Having made such a startling breakthrough with 'Memento', British director Christopher Nolan then had to face the fact that, no matter what he did in the future, his films would always be judged with 'Memento' in mind. Nolan's career however has been anything but a case of too much too soon - he followed up 'Memento' with the accomplished thriller 'Insomnia' and showed that a massive budget held no fear for him with his resurrection of Batman in the Christian Bale-starring 'Batman Begins'. Now comes 'The Prestige', the first film from Nolan that's not a 'must see' but still one with plenty to admire.

Based on the 1995 Christopher Priest book, 'The Prestige' tells the story of two rival magicians in late 19th and early 20th Century England. Once friends, Angier (Jackman) and Borden (Bale) became bitter enemies after a magic trick ended in tragedy and as each has climbed the ladder of success they've made sure to knock one another down a rung or two wherever possible. Both are searching for the ultimate legend-making trick, and as their battle of wits escalates, heartbreak and death lie in store.

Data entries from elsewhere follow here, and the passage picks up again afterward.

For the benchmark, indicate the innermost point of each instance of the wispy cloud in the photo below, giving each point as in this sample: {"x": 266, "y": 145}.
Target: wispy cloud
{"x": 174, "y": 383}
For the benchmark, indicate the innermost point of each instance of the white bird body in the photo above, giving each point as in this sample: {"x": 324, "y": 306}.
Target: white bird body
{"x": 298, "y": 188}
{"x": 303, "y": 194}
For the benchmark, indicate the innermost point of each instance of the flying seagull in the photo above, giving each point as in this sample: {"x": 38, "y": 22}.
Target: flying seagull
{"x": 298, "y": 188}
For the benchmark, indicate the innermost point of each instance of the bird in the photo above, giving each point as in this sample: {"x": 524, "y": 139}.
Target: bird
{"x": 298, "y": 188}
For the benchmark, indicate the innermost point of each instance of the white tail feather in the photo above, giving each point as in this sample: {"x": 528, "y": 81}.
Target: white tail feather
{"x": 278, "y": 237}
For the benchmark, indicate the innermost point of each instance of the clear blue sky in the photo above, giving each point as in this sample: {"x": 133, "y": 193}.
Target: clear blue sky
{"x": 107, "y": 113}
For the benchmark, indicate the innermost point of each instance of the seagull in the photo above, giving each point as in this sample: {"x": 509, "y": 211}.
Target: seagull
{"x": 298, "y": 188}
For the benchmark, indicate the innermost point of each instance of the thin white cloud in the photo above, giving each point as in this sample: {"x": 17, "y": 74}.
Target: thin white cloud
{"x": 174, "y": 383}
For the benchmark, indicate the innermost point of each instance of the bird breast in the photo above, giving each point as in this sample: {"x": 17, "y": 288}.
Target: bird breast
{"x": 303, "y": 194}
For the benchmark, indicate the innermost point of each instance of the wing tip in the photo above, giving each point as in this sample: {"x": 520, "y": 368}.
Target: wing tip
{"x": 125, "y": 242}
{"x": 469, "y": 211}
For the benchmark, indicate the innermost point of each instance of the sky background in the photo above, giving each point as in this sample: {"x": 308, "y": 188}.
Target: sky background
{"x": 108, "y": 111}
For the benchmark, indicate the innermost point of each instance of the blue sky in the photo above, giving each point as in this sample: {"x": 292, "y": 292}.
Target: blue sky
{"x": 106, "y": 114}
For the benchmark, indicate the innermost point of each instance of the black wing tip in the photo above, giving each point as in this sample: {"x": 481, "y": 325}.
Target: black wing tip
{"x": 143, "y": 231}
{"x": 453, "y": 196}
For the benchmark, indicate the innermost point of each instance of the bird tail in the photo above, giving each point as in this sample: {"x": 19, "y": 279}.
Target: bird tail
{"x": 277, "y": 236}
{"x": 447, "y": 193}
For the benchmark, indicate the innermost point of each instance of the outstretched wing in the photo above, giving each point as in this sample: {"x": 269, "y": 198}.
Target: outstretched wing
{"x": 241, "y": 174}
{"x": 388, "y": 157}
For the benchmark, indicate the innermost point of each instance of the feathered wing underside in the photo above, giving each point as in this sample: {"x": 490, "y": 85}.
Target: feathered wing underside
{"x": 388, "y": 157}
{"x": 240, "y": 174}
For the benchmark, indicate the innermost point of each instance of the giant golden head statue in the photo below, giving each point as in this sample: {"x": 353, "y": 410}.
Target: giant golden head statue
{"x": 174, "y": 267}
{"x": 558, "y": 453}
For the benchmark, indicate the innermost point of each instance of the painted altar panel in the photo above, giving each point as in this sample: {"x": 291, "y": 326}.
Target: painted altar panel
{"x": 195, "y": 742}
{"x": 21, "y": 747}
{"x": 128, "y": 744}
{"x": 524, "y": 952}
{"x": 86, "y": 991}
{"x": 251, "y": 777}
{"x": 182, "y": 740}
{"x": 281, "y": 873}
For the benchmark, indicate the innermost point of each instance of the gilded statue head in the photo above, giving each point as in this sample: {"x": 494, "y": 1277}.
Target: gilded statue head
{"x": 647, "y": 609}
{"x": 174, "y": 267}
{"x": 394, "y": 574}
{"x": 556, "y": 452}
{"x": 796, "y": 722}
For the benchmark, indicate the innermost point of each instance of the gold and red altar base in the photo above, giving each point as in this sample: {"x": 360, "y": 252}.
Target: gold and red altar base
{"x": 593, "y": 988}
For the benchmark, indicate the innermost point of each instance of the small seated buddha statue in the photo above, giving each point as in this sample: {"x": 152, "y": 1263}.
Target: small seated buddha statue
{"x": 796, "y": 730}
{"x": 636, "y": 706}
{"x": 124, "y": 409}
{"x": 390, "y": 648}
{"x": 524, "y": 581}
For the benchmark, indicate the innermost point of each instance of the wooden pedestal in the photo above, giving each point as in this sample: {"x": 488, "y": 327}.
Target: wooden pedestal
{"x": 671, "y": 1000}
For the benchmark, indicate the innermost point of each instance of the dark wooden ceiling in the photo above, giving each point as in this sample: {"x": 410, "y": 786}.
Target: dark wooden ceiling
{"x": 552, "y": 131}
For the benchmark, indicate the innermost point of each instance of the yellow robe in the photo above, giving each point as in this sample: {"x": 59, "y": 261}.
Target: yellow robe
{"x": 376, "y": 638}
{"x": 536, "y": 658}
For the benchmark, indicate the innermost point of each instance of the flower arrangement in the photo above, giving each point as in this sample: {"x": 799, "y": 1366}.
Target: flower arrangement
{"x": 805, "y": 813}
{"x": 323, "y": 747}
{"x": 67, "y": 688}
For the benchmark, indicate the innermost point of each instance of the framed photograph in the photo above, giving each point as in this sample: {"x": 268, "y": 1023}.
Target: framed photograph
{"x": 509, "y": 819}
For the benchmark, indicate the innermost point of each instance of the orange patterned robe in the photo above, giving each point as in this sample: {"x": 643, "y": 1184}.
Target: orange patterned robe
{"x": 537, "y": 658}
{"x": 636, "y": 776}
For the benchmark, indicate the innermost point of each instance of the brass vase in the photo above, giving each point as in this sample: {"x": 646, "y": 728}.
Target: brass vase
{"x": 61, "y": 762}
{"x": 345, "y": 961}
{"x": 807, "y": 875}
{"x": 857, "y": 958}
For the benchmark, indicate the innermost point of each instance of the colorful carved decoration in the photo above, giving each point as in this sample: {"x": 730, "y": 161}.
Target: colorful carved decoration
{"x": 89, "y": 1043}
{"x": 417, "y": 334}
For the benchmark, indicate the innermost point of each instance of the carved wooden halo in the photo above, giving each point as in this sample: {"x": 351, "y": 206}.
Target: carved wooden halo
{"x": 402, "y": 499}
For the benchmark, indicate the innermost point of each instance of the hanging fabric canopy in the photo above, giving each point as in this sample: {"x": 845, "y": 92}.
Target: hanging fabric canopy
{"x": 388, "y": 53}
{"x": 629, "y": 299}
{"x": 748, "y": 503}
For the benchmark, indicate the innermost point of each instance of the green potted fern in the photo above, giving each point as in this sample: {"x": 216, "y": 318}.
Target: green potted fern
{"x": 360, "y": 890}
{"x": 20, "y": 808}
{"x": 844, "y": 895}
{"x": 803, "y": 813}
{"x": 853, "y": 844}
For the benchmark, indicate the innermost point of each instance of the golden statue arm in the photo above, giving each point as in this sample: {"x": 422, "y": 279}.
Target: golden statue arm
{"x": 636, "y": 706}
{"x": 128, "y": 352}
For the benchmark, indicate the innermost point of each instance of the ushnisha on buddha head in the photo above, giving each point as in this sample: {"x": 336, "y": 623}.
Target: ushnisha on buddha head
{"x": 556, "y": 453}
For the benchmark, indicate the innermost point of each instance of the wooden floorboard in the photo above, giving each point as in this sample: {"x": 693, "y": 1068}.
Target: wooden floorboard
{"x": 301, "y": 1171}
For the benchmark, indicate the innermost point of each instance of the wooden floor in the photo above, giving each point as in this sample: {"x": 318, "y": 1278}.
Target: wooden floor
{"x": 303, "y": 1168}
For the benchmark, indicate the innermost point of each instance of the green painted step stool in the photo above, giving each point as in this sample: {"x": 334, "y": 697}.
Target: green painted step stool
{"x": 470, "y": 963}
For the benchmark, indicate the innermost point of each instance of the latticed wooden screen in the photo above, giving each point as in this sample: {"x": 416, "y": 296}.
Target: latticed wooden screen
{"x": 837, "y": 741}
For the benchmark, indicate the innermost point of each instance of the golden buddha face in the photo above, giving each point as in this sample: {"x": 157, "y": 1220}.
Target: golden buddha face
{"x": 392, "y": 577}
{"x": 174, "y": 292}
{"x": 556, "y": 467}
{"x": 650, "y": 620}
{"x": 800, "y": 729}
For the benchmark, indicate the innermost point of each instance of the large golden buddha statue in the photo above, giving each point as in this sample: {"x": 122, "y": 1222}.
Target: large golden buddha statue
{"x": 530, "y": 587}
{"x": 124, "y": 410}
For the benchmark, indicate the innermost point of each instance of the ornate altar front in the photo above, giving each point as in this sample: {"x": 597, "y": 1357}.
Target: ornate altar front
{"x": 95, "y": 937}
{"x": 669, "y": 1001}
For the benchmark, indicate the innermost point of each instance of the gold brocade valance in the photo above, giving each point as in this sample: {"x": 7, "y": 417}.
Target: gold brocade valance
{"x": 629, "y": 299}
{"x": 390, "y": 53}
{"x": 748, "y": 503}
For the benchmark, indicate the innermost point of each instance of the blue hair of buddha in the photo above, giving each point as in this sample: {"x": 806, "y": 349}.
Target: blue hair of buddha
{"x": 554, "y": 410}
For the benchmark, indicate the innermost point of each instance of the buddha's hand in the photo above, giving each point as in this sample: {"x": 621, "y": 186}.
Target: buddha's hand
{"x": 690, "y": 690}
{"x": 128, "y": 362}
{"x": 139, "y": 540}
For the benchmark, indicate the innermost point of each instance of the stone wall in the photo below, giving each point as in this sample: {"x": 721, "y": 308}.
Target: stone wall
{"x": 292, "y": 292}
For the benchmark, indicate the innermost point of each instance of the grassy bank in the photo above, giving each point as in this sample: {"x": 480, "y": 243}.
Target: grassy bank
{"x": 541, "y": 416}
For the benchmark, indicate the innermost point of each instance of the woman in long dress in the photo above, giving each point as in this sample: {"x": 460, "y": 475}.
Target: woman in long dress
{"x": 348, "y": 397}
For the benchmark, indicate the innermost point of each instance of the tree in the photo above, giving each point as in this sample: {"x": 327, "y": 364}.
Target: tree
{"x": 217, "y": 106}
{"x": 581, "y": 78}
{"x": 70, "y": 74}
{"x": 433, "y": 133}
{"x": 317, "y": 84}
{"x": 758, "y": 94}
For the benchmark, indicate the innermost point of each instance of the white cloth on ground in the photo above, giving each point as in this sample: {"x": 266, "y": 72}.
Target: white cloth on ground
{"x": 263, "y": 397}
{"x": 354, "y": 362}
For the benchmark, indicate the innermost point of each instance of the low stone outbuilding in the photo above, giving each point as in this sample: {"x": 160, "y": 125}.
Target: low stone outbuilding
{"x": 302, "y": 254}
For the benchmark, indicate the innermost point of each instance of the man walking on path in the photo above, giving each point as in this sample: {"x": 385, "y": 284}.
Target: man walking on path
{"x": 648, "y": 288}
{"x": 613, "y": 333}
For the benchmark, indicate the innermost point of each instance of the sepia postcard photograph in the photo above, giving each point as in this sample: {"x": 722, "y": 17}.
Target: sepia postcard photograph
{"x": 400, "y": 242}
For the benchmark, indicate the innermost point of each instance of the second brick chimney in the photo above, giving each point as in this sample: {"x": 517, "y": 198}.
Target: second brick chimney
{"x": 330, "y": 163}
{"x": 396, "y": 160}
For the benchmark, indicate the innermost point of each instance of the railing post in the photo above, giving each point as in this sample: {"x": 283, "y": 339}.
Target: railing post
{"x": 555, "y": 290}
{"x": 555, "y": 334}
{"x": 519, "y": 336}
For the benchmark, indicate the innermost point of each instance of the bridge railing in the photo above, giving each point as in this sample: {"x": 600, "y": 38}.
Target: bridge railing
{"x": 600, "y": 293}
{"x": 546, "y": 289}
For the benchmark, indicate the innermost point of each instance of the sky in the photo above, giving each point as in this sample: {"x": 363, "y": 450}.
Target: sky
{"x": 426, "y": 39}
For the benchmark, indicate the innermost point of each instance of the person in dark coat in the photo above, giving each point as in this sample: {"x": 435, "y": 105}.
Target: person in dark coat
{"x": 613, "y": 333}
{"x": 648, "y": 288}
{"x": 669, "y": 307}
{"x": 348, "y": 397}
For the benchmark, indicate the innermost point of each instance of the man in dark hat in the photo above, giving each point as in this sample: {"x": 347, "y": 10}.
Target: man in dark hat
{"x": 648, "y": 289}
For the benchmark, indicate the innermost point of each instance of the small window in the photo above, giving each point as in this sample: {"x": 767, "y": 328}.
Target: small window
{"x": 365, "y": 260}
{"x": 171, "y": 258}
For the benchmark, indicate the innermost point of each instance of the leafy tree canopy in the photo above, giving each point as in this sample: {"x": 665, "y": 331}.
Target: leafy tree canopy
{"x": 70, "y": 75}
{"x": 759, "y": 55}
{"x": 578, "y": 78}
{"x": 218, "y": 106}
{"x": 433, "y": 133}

Nolan's films have always won praise for their visuals, attention to detail and the performances he gets from his actors and his latest study of identity and deception scores highly in all three areas. In Bale and Jackman he has two great leads, perfectly cast as the rough-but-more-talented magician Borden and smoother uppercrust showman Angier. And they're backed by a strong supporting cast, from Caine as Angier's right-hand man to Johansson as the assistant who ends up working for both men and Bowie as the inventor Nikolai Tesla, whom Angier turns to in his bid to go down in history. Throughout the film is beautiful to look at and the insights into how magic tricks are constructed is brilliant.

The problem with 'The Prestige' is that while the plot has plenty of turns, it's not too hard to see a major part of the twist long before it happens. Even those of us who aren't world beaters at second guessing could see this one coming and in a film about sleight of hand that's an even bigger disappointment than usual. That said, Nolan is such a good director that his film remains engrossing and entertaining right to its defining image at the very end.

You'll still have questions afterwards, just not as many as Nolan had the power to conjure up.